Ama bunun önemi yoktur çünkü bu fedakârlığınız sayesinde vatan
var
olacaktır.Sizin bir bacağınızın ne önemi vardır ki!
Artık koşamayacak olmanızın, yazın herkes gibi havuza,
denize
giremeyecek olmanızın da hiç önemi yoktur. Vatan sağ olsun yeter.
Sonra birilerinin, sizin ödediğiniz vergilerle Fransız
televizyonlarında, uğruna yarım kaldığınız vatan hudutlarını hiçe
sayan
programlara finans sağladığını okursunuz. Aynı dillerin bundan
pişmanlık
duymadıklarını söylediklerini de okursunuz.

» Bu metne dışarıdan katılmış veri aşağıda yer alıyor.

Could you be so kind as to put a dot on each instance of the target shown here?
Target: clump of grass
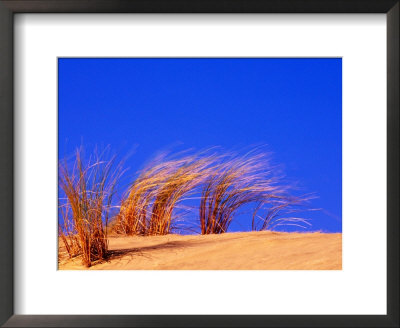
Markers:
(278, 211)
(88, 189)
(148, 208)
(238, 181)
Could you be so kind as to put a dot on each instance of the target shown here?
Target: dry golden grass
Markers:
(222, 183)
(88, 188)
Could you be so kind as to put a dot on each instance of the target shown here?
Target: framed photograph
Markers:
(196, 163)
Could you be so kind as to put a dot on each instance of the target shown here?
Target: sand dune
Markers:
(229, 251)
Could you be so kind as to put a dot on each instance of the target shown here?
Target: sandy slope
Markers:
(230, 251)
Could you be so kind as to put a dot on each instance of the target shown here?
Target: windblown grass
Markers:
(152, 198)
(224, 184)
(89, 189)
(238, 182)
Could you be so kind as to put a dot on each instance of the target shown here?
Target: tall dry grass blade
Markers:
(89, 189)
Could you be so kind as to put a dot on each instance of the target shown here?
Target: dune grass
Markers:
(223, 184)
(241, 181)
(148, 208)
(88, 188)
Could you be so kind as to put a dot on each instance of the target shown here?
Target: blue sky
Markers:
(293, 106)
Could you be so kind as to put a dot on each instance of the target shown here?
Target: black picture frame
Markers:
(10, 7)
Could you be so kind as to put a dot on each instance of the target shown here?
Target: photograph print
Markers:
(199, 163)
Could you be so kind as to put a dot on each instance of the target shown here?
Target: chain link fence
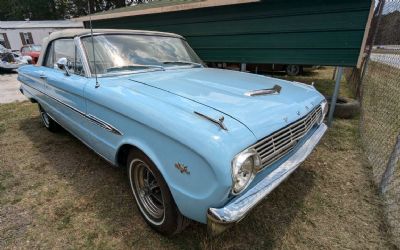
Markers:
(379, 93)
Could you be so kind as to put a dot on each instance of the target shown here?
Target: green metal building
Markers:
(309, 32)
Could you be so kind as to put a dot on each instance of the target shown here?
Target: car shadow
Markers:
(105, 192)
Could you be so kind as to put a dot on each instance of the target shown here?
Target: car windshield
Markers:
(36, 48)
(126, 53)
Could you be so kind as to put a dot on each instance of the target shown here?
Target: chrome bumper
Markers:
(218, 219)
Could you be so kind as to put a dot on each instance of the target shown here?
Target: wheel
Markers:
(293, 70)
(153, 196)
(345, 108)
(48, 122)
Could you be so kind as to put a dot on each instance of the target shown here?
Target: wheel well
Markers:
(122, 154)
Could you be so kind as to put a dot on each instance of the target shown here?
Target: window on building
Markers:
(26, 38)
(4, 41)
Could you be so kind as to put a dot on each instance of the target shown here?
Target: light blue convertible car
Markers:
(198, 143)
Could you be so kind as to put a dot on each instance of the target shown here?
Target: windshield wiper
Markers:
(133, 67)
(184, 63)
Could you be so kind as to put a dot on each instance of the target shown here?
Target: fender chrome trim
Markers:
(90, 117)
(276, 89)
(218, 219)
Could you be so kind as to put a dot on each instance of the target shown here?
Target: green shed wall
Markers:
(313, 32)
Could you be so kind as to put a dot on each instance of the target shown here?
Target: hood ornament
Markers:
(272, 91)
(219, 122)
(182, 168)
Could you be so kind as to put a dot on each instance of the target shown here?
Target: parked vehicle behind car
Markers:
(198, 143)
(31, 50)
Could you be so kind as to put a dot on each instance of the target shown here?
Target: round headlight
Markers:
(324, 109)
(244, 167)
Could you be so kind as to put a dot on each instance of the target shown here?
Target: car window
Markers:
(65, 48)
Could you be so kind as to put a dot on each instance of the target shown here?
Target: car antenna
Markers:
(94, 55)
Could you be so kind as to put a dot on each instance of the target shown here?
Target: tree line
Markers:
(17, 10)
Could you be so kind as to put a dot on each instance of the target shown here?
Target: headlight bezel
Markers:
(237, 165)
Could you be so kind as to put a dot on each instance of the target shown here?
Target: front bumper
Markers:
(218, 219)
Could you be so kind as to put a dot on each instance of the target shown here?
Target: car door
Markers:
(65, 91)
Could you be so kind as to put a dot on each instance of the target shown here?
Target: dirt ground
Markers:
(56, 193)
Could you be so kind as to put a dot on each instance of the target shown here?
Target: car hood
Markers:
(224, 91)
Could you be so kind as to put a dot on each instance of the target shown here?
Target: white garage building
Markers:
(14, 34)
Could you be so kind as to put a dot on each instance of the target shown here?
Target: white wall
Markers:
(38, 34)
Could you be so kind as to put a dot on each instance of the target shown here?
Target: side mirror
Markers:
(63, 64)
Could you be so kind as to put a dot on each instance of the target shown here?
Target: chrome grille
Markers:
(281, 142)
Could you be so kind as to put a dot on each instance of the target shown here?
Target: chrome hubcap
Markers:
(148, 191)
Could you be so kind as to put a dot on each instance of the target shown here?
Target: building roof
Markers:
(40, 24)
(161, 6)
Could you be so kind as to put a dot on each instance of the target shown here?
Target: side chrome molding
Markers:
(219, 122)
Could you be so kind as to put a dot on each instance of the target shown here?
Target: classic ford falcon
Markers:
(198, 143)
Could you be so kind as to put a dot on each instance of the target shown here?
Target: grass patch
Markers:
(70, 198)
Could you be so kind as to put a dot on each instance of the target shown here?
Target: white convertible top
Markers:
(71, 33)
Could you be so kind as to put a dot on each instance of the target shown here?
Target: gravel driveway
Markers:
(9, 88)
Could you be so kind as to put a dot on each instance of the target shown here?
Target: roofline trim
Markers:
(163, 9)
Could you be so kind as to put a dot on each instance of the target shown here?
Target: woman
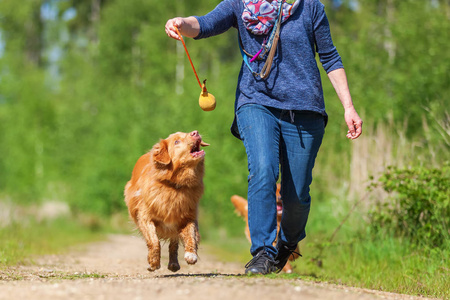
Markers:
(279, 110)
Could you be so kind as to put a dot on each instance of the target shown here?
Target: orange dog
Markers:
(163, 195)
(242, 209)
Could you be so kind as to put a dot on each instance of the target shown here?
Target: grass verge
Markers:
(20, 242)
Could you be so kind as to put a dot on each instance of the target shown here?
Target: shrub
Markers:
(418, 205)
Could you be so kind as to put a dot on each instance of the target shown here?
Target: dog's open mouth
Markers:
(195, 150)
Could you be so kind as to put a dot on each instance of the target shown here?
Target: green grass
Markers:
(352, 258)
(387, 265)
(19, 243)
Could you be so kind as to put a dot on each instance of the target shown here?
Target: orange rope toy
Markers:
(206, 101)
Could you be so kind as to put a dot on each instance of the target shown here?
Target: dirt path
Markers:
(116, 269)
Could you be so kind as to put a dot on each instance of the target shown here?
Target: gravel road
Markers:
(117, 269)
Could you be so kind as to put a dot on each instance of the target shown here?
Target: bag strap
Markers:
(273, 42)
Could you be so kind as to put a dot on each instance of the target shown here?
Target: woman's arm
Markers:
(187, 26)
(338, 79)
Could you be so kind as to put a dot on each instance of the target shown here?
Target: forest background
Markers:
(87, 86)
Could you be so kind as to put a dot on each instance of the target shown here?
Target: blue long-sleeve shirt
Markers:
(294, 82)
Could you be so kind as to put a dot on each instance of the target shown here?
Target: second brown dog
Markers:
(241, 206)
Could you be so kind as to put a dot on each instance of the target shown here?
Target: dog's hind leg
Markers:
(190, 237)
(173, 255)
(148, 230)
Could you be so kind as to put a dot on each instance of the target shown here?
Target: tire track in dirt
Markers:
(116, 269)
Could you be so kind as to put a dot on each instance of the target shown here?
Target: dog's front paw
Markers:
(173, 266)
(190, 258)
(153, 267)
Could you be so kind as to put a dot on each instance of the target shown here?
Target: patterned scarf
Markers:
(259, 16)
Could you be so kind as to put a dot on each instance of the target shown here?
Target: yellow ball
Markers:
(207, 101)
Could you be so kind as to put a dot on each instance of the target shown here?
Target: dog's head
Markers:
(179, 149)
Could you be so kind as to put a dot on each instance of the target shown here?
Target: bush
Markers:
(418, 207)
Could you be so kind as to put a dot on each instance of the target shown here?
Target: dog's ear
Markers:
(161, 153)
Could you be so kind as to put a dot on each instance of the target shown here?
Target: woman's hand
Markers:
(187, 26)
(170, 27)
(354, 123)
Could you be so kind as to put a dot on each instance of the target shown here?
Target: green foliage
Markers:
(419, 206)
(19, 242)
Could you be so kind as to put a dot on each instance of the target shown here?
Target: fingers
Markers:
(355, 129)
(170, 27)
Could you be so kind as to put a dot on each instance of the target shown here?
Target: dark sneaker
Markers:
(262, 263)
(284, 252)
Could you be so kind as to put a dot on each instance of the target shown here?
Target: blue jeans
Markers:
(274, 138)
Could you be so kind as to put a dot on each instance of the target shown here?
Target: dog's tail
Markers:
(241, 206)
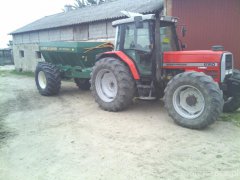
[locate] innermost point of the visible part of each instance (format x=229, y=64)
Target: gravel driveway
x=67, y=137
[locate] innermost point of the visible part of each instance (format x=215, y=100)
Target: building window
x=21, y=54
x=38, y=55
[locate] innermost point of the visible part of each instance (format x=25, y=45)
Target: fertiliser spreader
x=67, y=60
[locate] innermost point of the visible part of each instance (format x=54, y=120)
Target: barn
x=215, y=22
x=93, y=23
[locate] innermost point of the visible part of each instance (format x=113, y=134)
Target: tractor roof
x=144, y=18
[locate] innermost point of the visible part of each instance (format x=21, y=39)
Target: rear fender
x=123, y=57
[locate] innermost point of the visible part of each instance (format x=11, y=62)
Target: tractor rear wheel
x=82, y=84
x=193, y=100
x=48, y=79
x=112, y=84
x=231, y=104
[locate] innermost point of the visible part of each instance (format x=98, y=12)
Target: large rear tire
x=231, y=104
x=193, y=100
x=112, y=84
x=82, y=84
x=48, y=79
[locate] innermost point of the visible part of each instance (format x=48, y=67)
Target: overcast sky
x=17, y=13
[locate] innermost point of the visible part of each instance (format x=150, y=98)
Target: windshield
x=137, y=38
x=168, y=42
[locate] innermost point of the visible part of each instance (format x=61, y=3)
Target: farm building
x=208, y=22
x=6, y=57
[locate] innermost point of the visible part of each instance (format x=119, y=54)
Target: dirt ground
x=67, y=137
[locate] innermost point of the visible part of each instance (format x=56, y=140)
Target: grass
x=15, y=72
x=231, y=117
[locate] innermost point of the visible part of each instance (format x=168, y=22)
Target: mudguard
x=233, y=84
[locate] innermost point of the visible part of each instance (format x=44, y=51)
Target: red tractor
x=148, y=62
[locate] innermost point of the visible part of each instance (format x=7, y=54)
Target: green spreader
x=73, y=59
x=67, y=60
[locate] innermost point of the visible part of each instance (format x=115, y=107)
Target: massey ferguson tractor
x=147, y=62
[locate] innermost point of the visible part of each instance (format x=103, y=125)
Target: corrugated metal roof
x=110, y=10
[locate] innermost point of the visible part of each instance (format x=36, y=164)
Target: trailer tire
x=232, y=104
x=48, y=79
x=82, y=84
x=112, y=84
x=193, y=100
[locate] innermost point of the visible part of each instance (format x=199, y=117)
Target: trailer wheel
x=47, y=78
x=82, y=84
x=112, y=84
x=231, y=104
x=193, y=100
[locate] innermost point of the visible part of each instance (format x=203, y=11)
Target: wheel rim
x=188, y=101
x=106, y=85
x=42, y=80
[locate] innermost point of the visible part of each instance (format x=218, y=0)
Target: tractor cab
x=135, y=36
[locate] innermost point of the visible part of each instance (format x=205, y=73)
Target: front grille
x=229, y=62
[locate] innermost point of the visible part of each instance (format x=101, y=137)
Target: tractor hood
x=206, y=56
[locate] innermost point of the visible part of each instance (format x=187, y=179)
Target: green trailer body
x=73, y=59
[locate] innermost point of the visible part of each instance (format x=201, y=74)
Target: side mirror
x=184, y=31
x=183, y=46
x=138, y=22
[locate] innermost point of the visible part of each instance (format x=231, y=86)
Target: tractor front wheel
x=82, y=84
x=112, y=84
x=193, y=100
x=48, y=79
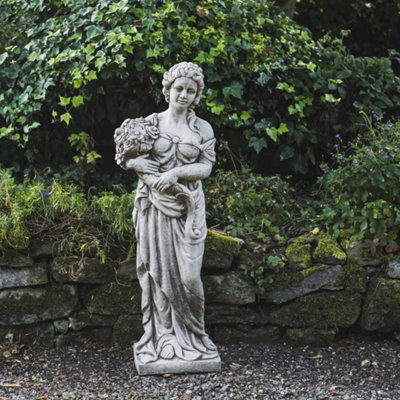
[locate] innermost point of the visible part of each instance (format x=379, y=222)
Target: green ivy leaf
x=91, y=75
x=234, y=90
x=64, y=101
x=3, y=57
x=77, y=101
x=66, y=117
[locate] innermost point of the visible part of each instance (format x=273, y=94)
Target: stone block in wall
x=113, y=299
x=82, y=270
x=381, y=309
x=128, y=329
x=42, y=334
x=220, y=251
x=43, y=248
x=14, y=259
x=247, y=334
x=234, y=287
x=18, y=277
x=84, y=320
x=319, y=310
x=227, y=314
x=328, y=251
x=317, y=248
x=23, y=306
x=311, y=279
x=127, y=272
x=100, y=335
x=311, y=336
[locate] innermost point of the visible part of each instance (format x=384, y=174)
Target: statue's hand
x=165, y=181
x=143, y=165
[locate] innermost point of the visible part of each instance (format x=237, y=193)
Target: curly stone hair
x=184, y=70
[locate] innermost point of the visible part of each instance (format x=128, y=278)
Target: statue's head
x=184, y=70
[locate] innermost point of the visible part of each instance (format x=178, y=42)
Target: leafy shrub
x=250, y=205
x=78, y=64
x=362, y=190
x=381, y=18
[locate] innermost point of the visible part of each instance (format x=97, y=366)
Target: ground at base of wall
x=353, y=367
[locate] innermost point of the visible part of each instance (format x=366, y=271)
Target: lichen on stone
x=353, y=277
x=328, y=251
x=220, y=251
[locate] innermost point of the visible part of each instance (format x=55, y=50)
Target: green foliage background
x=79, y=67
x=374, y=25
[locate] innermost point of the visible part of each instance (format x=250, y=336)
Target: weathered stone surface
x=328, y=251
x=220, y=251
x=381, y=310
x=354, y=277
x=394, y=268
x=17, y=277
x=299, y=250
x=84, y=320
x=243, y=333
x=45, y=248
x=365, y=257
x=30, y=305
x=126, y=271
x=235, y=287
x=225, y=314
x=100, y=335
x=319, y=310
x=128, y=329
x=38, y=334
x=316, y=278
x=311, y=336
x=86, y=270
x=61, y=326
x=113, y=299
x=13, y=259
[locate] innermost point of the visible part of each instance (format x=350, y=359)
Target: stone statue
x=171, y=152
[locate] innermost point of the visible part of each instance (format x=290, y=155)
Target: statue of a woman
x=174, y=152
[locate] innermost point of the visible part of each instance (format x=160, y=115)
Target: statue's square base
x=177, y=366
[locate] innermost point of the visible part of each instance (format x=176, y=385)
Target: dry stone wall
x=323, y=288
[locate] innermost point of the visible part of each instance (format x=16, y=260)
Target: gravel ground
x=355, y=367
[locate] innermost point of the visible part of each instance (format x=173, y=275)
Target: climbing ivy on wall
x=268, y=82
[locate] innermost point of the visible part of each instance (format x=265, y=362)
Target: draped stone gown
x=169, y=260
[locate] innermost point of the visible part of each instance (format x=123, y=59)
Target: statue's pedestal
x=177, y=366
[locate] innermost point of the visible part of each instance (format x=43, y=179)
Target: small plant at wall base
x=49, y=207
x=361, y=189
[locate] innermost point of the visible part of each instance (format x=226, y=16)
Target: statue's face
x=182, y=93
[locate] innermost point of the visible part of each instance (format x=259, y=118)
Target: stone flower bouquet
x=134, y=138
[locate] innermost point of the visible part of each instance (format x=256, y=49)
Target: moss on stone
x=353, y=277
x=113, y=299
x=222, y=243
x=381, y=311
x=328, y=251
x=308, y=271
x=220, y=251
x=14, y=259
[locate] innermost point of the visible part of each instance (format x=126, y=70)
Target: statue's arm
x=142, y=165
x=190, y=172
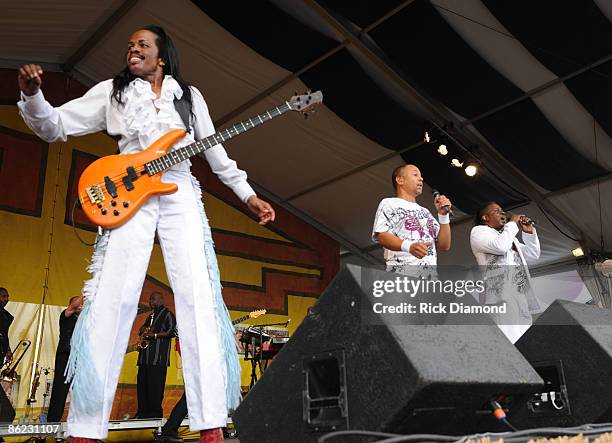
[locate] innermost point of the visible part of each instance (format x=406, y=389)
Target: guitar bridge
x=95, y=194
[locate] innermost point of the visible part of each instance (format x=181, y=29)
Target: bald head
x=156, y=299
x=4, y=297
x=407, y=181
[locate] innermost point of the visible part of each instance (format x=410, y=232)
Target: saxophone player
x=5, y=322
x=67, y=322
x=154, y=357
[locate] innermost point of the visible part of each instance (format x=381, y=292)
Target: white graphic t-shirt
x=408, y=221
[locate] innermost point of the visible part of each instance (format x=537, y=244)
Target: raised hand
x=30, y=78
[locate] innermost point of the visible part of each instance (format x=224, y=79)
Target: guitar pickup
x=132, y=176
x=127, y=183
x=95, y=194
x=110, y=187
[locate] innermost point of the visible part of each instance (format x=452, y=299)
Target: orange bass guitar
x=113, y=188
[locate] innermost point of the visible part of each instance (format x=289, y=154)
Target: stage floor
x=119, y=431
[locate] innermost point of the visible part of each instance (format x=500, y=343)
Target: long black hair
x=483, y=209
x=169, y=54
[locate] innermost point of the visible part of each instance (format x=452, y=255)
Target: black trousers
x=178, y=414
x=60, y=389
x=151, y=382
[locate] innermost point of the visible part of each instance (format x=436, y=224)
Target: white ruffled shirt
x=137, y=123
x=408, y=221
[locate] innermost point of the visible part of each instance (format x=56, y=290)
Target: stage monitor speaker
x=338, y=372
x=7, y=412
x=570, y=345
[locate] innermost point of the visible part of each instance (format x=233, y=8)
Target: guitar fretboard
x=179, y=155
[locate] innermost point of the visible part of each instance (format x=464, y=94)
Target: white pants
x=177, y=218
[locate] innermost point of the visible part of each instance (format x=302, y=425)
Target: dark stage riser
x=436, y=379
x=571, y=344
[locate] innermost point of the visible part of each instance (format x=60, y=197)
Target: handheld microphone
x=523, y=220
x=447, y=208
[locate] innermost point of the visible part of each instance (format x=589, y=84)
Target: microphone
x=523, y=220
x=447, y=208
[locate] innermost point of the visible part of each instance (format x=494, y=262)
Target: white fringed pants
x=113, y=303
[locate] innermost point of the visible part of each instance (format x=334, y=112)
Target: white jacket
x=494, y=249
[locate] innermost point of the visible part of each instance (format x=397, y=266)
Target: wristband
x=406, y=245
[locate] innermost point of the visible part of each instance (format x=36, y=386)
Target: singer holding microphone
x=409, y=234
x=503, y=259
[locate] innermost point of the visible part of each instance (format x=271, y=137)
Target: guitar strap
x=182, y=107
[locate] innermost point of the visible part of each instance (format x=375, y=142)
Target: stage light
x=471, y=169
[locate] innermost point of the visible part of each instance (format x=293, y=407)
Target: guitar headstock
x=305, y=102
x=257, y=313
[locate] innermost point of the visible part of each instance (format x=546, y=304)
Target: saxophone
x=144, y=341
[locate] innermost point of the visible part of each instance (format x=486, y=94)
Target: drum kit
x=261, y=343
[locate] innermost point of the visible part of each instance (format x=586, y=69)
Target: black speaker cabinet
x=341, y=373
x=570, y=346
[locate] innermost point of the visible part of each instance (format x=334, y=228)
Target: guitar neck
x=241, y=319
x=179, y=155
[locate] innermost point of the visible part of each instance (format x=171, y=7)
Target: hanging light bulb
x=471, y=169
x=578, y=252
x=456, y=163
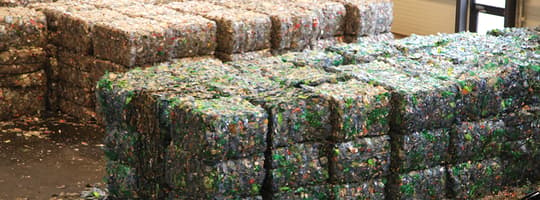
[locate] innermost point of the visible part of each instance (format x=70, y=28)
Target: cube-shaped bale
x=319, y=192
x=424, y=184
x=21, y=27
x=373, y=189
x=368, y=17
x=419, y=102
x=476, y=179
x=313, y=58
x=330, y=21
x=292, y=26
x=520, y=161
x=238, y=30
x=82, y=113
x=20, y=102
x=25, y=56
x=222, y=179
x=299, y=165
x=361, y=160
x=214, y=129
x=420, y=149
x=359, y=109
x=477, y=140
x=37, y=78
x=297, y=116
x=122, y=181
x=187, y=35
x=81, y=96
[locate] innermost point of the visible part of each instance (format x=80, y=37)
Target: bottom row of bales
x=260, y=129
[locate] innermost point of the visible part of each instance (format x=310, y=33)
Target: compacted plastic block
x=361, y=160
x=419, y=102
x=22, y=27
x=420, y=150
x=424, y=184
x=187, y=34
x=238, y=30
x=373, y=189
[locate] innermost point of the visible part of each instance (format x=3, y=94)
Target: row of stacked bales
x=90, y=38
x=93, y=38
x=23, y=62
x=457, y=82
x=456, y=129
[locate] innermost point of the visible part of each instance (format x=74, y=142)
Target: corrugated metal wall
x=434, y=16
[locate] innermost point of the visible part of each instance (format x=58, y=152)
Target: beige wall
x=434, y=16
x=531, y=12
x=424, y=16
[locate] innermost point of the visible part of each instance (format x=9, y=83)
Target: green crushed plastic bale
x=373, y=189
x=523, y=124
x=17, y=102
x=520, y=164
x=330, y=19
x=477, y=140
x=319, y=192
x=363, y=51
x=471, y=180
x=71, y=24
x=490, y=72
x=215, y=129
x=22, y=27
x=313, y=58
x=419, y=102
x=361, y=160
x=297, y=116
x=286, y=74
x=192, y=178
x=424, y=184
x=122, y=181
x=292, y=26
x=299, y=165
x=359, y=109
x=420, y=149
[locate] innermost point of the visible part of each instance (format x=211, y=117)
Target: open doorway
x=484, y=15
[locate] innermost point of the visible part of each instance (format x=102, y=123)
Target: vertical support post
x=461, y=15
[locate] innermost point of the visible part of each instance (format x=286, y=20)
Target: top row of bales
x=134, y=33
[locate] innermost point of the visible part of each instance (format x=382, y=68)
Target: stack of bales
x=494, y=76
x=444, y=116
x=92, y=38
x=23, y=61
x=172, y=117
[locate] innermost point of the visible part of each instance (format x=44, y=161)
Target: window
x=485, y=15
x=490, y=14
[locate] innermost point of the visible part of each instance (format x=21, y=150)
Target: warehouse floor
x=49, y=159
x=57, y=158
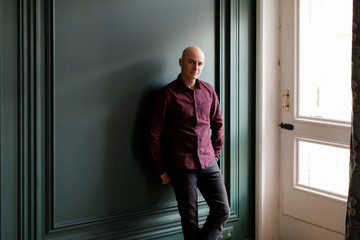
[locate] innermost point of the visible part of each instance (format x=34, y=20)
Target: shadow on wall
x=133, y=181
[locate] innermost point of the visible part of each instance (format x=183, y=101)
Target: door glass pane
x=325, y=39
x=323, y=167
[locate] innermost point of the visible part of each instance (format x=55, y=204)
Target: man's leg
x=212, y=187
x=184, y=183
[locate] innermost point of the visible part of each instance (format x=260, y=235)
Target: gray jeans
x=211, y=185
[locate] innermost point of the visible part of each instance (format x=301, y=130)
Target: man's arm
x=216, y=125
x=156, y=131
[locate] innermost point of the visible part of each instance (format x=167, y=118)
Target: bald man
x=184, y=150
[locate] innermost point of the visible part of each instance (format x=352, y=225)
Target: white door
x=315, y=65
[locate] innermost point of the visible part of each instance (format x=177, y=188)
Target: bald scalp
x=190, y=50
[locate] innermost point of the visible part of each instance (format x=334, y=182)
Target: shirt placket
x=198, y=136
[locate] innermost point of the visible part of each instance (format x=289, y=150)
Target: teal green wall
x=78, y=79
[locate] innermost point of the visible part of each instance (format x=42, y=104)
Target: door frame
x=267, y=144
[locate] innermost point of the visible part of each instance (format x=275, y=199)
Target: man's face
x=192, y=64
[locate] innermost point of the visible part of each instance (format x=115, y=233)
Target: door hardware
x=286, y=100
x=286, y=126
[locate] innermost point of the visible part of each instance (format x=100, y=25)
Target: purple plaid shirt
x=180, y=128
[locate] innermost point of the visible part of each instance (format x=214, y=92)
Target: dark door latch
x=286, y=126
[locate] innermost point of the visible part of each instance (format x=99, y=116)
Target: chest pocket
x=204, y=108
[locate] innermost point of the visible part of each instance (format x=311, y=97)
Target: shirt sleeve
x=157, y=127
x=216, y=125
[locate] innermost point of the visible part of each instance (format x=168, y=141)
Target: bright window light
x=324, y=57
x=323, y=167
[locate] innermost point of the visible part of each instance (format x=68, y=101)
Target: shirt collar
x=197, y=82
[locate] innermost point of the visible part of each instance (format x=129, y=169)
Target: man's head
x=192, y=63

Pamuk"ları, Dink"leri, okursunuz, Bizans çocuğuyum
diyenleri
duyar, Ali Kemallere tanık olursunuz, "koçlar gibi satanları"
görürsünüz. .
Türk Bayraklarının yakıldığını, görürsünüz. Başlarına
çuvallar
geçirilip aşağılanarak elleri arkalarından bağlanan Türk askerlerini
görürsünüz.
Bu aşağılanmaya cevap verecek tankların motor seslerini,
helikopterlerin kanat seslerini, piyadelerin intikam yeminlerini
duymayı
beklersiniz ama duyamazsınız.
Onun yerine hainlerin cesetlerinin üstüne örtülen çaputlara
"bayrak" diyenleri görürsünüz, "uçaklarını çek", "valiyi çek" diyen
başkanları ve karşılarında kekeleyen riyaseti görürsünüz.
Bu da yetmez Türk askerlerinin kendi mahkemeleriniz
tarafından,"çete" diye suçlandığını,yargılandığını görürsünüz.
Yok, yok bu da yetmez. Askere, polise,öğretmene ateş eden,
yol kesip soygun yapan, köy yakan, okul yıkan, mayın döşeyen
teröristlerin sadece "ben bir şey yapmadım" demelerinin esas kabul edilip,
"suçsuz" sıfatıyla serbest bırakıldığını görürsünüz.
Susanları, konuşması gerektiği halde susanları görürsünüz,
konuşanlar her konuştuğunda, kekeleyenler her kekelediğinde ve
susanlar her sustuğunda siz yeniden vurulursunuz,yeniden ölürsünüz her
defasında.
Gövdenizden o toprağa akan kan, bu defa içinize akar,
inandıklarınıza, uğrunda savaşarak kendi kanınızı akıtmak pahasına
tertemiz tuttuğunuz değerlerinize akar.
Sizin kaya arkalarında, çalı diplerinde aradığınız ihanet
gelir aklınıza, o mayınları yerleştiren eller gelir. Sorgulamaya
başlarsınız: "Biz bu ihaneti doğru yerde mi aradık, kuyruğunda dolaştığımız
yılanın başı, hep gözümüzün önünde miydi yoksa?"diye sorarsınız kendinize.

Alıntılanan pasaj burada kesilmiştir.